In questi giorni è tornata prepotentemente all’attenzione di tutti la questione dell’Ilva… peccato: pensavamo, dopo quei giorni roventi di luglio e agosto, di poter nuovamente assopirci relegandone agli addetti ai lavori la soluzione “equilibrata”. Invece, i fatti di questi ultimi giorni ci hanno costretto, nostro malgrado, a risvegliarci dal torpore.
Quest’estate un nostro amico, in vacanza in montagna con alcune persone della nostra città, ha detto che il “bubbone” Ilva scoppiato oggi era secondo lui l’esito di decenni di mancanza di fede. Ci sembra, per quanto l’affermazione possa sembrare eccessiva, che sia proprio così: chi, negli anni passati, ha difeso il lavoro, non ha pensato all’ambiente e alla salute; e chi, oggi, sta accanitamente difendendo ambiente e salute, non sembra preoccuparsi troppo del lavoro. Ma cosa c’entra la fede con questo discorso? Semplice: a ben guardare, ci è sempre sembrato normale e scontato che un nostro interesse – “legittimo” – dovesse escludere, per affermarsi, interessi “legittimi” altrui. Ovvero, abbiamo sempre fatto finta di ignorare che i vari interessi potevano, anzi, dovevano convivere.
Ad esempio, se io, come è ovvio, per i miei figli desidero tutto il bene possibile, perché non devo riconoscere lo stesso diritto al mio vicino che, per mantenere la famiglia, lavora all’Ilva? Il bene è solo la mia salute, o anche il tuo lavoro? Dio, quando ha creato me, ha creato anche te! E il mondo, per me, non è bello solo perché esistono i miei figli, ma anche perché esisti tu e la tua famiglia. Qualcuno può negare questo? Ma perché ce ne siamo scordati? E perché continuiamo a parlare e ad agire scordandoci, sempre più colpevolmente e con conseguenze sempre più gravi, di questo? Perché preliminari segnali di volontà di collaborazione da parte dell’Ilva stentano a trovare accoglienza e reciprocità in sede di decisioni ultime?

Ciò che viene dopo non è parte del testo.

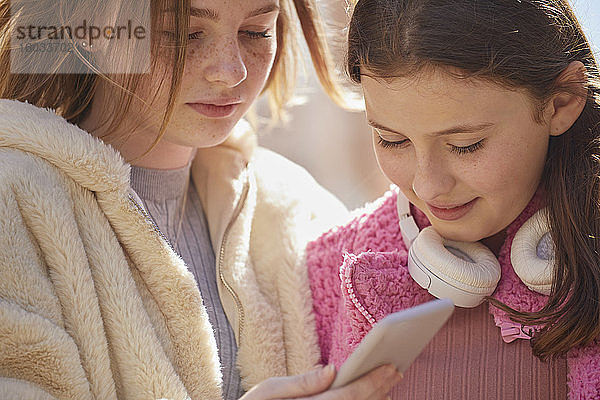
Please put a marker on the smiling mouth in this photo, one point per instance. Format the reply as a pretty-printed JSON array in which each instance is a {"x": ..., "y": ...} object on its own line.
[
  {"x": 451, "y": 213},
  {"x": 215, "y": 110}
]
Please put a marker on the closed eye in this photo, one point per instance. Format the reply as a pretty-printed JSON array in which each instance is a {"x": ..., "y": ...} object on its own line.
[
  {"x": 386, "y": 144},
  {"x": 467, "y": 149}
]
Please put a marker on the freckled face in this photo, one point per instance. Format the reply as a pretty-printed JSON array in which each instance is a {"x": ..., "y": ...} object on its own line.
[
  {"x": 232, "y": 45},
  {"x": 466, "y": 153}
]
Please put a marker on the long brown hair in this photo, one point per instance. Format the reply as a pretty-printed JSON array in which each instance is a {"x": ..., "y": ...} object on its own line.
[
  {"x": 71, "y": 94},
  {"x": 518, "y": 44}
]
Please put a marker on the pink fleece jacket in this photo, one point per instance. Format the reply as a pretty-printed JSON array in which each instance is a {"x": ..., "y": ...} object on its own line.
[{"x": 358, "y": 274}]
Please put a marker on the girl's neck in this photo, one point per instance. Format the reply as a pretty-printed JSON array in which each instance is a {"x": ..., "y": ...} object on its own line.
[{"x": 495, "y": 242}]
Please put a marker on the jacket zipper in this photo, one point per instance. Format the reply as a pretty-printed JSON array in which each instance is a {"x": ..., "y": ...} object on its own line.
[
  {"x": 236, "y": 213},
  {"x": 149, "y": 218}
]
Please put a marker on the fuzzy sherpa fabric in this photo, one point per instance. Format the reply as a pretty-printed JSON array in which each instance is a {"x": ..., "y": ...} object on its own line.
[
  {"x": 370, "y": 253},
  {"x": 94, "y": 304}
]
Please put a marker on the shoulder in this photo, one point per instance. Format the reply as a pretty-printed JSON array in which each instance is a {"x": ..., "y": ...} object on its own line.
[
  {"x": 20, "y": 170},
  {"x": 373, "y": 227},
  {"x": 286, "y": 186}
]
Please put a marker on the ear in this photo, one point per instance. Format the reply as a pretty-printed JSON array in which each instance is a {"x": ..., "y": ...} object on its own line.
[{"x": 565, "y": 107}]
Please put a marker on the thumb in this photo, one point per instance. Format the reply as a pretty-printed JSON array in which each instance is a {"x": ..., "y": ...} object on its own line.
[
  {"x": 285, "y": 387},
  {"x": 315, "y": 381}
]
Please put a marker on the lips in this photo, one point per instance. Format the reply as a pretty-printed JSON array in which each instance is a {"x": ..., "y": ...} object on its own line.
[
  {"x": 451, "y": 212},
  {"x": 216, "y": 108}
]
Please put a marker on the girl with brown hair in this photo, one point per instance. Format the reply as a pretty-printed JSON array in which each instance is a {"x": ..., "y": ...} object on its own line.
[
  {"x": 486, "y": 117},
  {"x": 95, "y": 298}
]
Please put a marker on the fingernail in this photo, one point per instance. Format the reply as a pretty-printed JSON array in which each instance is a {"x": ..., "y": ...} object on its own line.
[{"x": 329, "y": 369}]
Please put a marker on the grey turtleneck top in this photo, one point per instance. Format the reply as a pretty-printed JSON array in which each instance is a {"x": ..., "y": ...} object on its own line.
[{"x": 162, "y": 194}]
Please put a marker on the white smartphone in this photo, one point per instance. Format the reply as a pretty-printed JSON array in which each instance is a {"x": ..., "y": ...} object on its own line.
[{"x": 396, "y": 339}]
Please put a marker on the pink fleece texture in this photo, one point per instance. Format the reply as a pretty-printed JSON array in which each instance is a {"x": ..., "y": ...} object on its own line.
[{"x": 358, "y": 274}]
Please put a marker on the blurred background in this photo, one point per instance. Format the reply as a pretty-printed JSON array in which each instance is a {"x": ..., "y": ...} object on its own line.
[{"x": 335, "y": 145}]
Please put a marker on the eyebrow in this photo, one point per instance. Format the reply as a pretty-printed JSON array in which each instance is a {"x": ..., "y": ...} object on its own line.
[
  {"x": 443, "y": 132},
  {"x": 212, "y": 15}
]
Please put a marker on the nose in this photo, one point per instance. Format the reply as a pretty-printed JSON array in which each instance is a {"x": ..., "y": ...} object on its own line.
[
  {"x": 226, "y": 65},
  {"x": 432, "y": 178}
]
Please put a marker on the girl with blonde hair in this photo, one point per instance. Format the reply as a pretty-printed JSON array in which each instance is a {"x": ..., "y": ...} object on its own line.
[{"x": 174, "y": 275}]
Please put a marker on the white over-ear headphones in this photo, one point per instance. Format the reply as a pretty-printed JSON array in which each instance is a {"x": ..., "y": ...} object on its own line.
[{"x": 467, "y": 272}]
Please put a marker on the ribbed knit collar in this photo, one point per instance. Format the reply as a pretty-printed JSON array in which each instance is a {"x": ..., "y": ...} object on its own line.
[{"x": 158, "y": 184}]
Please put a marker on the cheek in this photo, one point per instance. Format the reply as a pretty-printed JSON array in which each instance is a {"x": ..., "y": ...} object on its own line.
[{"x": 258, "y": 58}]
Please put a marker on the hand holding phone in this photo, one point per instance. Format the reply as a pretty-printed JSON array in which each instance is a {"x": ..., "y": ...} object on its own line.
[{"x": 396, "y": 339}]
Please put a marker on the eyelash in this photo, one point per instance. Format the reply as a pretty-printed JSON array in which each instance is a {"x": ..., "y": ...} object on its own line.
[
  {"x": 455, "y": 149},
  {"x": 251, "y": 34},
  {"x": 257, "y": 35}
]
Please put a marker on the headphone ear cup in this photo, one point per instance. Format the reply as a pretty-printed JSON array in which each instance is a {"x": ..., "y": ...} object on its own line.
[
  {"x": 532, "y": 253},
  {"x": 463, "y": 272}
]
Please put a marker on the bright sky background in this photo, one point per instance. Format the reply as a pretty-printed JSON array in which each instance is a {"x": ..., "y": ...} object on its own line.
[{"x": 588, "y": 12}]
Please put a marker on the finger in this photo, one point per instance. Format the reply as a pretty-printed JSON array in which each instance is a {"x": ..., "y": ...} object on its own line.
[
  {"x": 310, "y": 383},
  {"x": 374, "y": 385}
]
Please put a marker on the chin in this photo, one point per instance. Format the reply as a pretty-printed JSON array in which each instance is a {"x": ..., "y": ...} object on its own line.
[{"x": 459, "y": 235}]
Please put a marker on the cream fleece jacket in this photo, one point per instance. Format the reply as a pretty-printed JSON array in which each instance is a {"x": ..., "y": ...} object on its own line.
[{"x": 94, "y": 304}]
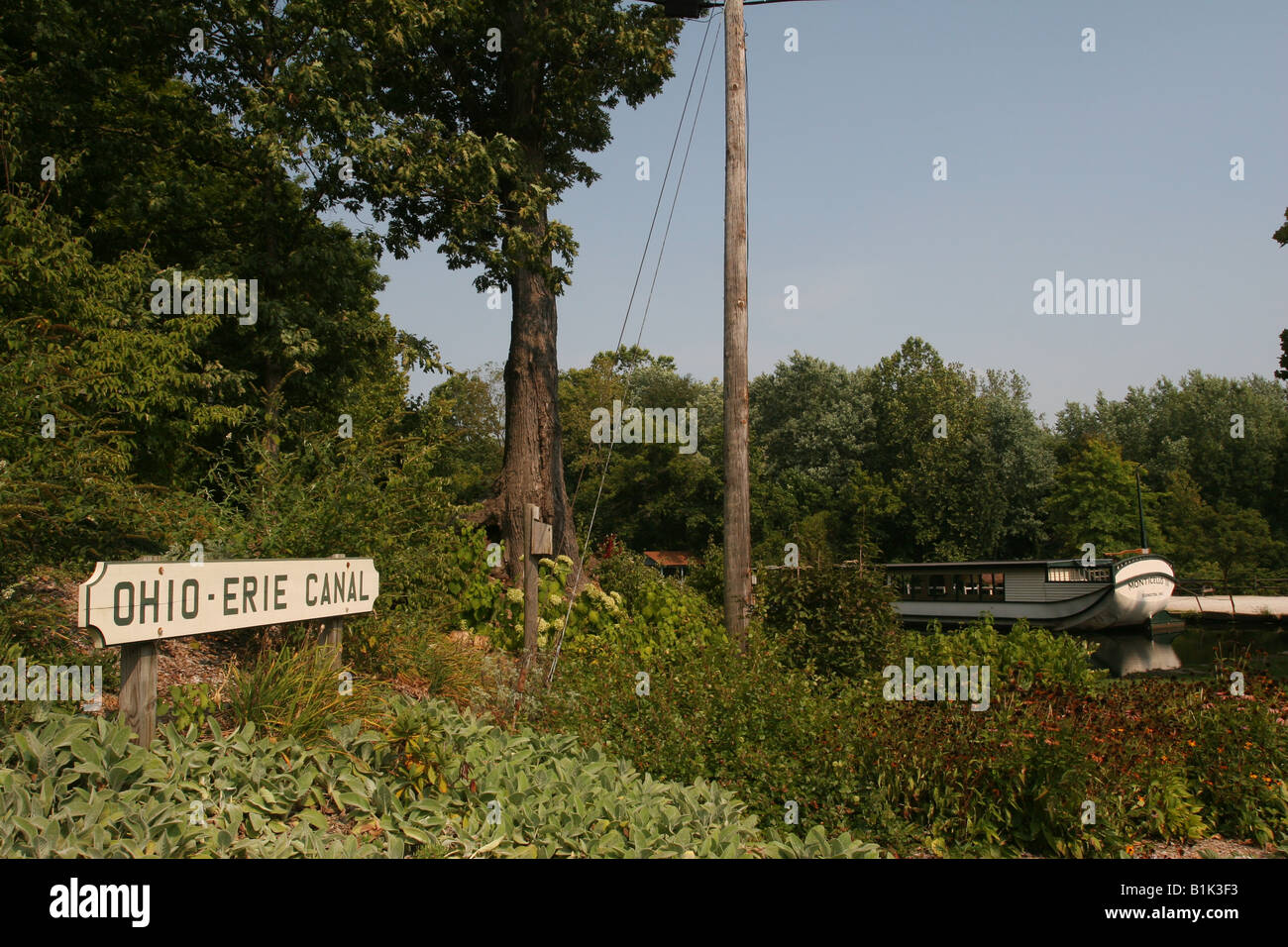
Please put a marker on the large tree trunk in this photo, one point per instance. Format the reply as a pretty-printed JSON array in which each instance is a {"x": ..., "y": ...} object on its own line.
[{"x": 532, "y": 470}]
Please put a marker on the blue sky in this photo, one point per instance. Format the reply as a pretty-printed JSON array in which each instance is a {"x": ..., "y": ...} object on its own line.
[{"x": 1113, "y": 163}]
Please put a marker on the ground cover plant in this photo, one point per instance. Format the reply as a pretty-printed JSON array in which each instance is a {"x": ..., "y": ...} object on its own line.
[{"x": 430, "y": 783}]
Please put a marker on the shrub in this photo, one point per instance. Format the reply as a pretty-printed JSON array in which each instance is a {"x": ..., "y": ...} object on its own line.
[{"x": 837, "y": 621}]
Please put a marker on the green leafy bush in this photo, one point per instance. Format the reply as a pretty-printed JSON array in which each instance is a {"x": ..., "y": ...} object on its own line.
[
  {"x": 837, "y": 621},
  {"x": 297, "y": 692},
  {"x": 1020, "y": 659}
]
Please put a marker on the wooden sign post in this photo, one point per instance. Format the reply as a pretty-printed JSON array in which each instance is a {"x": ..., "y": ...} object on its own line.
[
  {"x": 537, "y": 540},
  {"x": 134, "y": 604}
]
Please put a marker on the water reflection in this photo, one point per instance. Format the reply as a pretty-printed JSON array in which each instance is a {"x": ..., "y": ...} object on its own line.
[{"x": 1193, "y": 651}]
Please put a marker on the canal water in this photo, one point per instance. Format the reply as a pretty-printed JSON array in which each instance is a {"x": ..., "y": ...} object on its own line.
[
  {"x": 1194, "y": 652},
  {"x": 1201, "y": 643}
]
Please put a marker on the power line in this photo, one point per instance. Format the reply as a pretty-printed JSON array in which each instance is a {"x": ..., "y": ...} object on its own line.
[{"x": 657, "y": 266}]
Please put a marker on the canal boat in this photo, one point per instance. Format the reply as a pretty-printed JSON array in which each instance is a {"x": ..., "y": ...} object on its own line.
[{"x": 1124, "y": 591}]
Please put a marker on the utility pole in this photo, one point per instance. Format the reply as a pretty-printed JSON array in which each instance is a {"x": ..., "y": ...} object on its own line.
[{"x": 737, "y": 526}]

Nella prospettiva vera di un bene comune si poteva, anzi si doveva, partire da quei 400 milioni di euro per iniziare a muovere insieme i primi passi di un cammino conveniente e proficuo per tutti, di cui tutti sentiamo la necessità.
La questione, evidentemente, è che questa necessità non è ancora realmente sentita, non è ancora fino in fondo parte di noi: abbiamo bisogno che qualcuno ci aiuti a scrollarci di dosso la crosta di indifferenza e meschinità che ci avvolge, e che ci impedisce di tener conto e apprezzare tutti gli aspetti della realtà (salute, ambiente e lavoro in questo caso) senza escluderne alcuno.
Del resto, un invito autorevole in questa direzione è rivolto, su Il Messaggero di ieri, anche dal docente di Storia dell’industria dell’Università di Bari Federico Pirro, quando afferma a chiare lettere che un compromesso va necessariamente trovato. Il professor Pirro sottolinea anche che, stando ad una recente sentenza del Tribunale del riesame, la stessa gestione del sequestro degli impianti deve tener conto sia degli interessi dell’ambiente e della salute, sia della capacità produttiva dell’azienda e quindi dell’occupazione.
Ci fa piacere ricordare che, in questa ottica collaborativa, la voce da subito cordiale ed incisiva è stata quella dell’Arcivescovo mons. Filippo Santoro, che fin dall’inizio della vicenda ha richiamato una posizione aperta, ragionevole e realista: “Noi come Chiesa non abbiamo ricette, perché non ci sono. Il caso Ilva non è un problema locale di Taranto, ma nazionale ed europeo. (…) Questa è la più grande industria di acciaio di Europa, e ci lavorano 15 mila persone più l’indotto. Il problema è di tutta l’Italia perché con il caso Ilva si decide che sviluppo vogliamo, se ne vogliamo uno rispettoso dell’ambiente, della natura e dell’uomo. In un momento di crisi come questo, poi, se l’Ilva chiude ne risentirà tutta l’economia italiana” (dall’intervista a tempi.it del 1 agosto 2012). E ancora: “L’obiettivo che io ho sempre cerato di tenere insieme è quello del bene comune: il bene comune, in primo luogo, si schiera a difesa della vita e della salute perché la vita e la salute sono il primo bene. D’altro lato, vita e salute sarebbero minacciate da una disoccupazione di massa. (…) Come vescovo, io sono al lato di chi soffre, da una parte come dall’altra” (dall’intervista a Radio Vaticana del 21 settembre 2012).
Ci sembra che una posizione così sia desiderabile per ciascuno di noi, perché ciascuno di noi preferisce avere ‘tutto’ il bene possibile piuttosto che solo una parte di esso.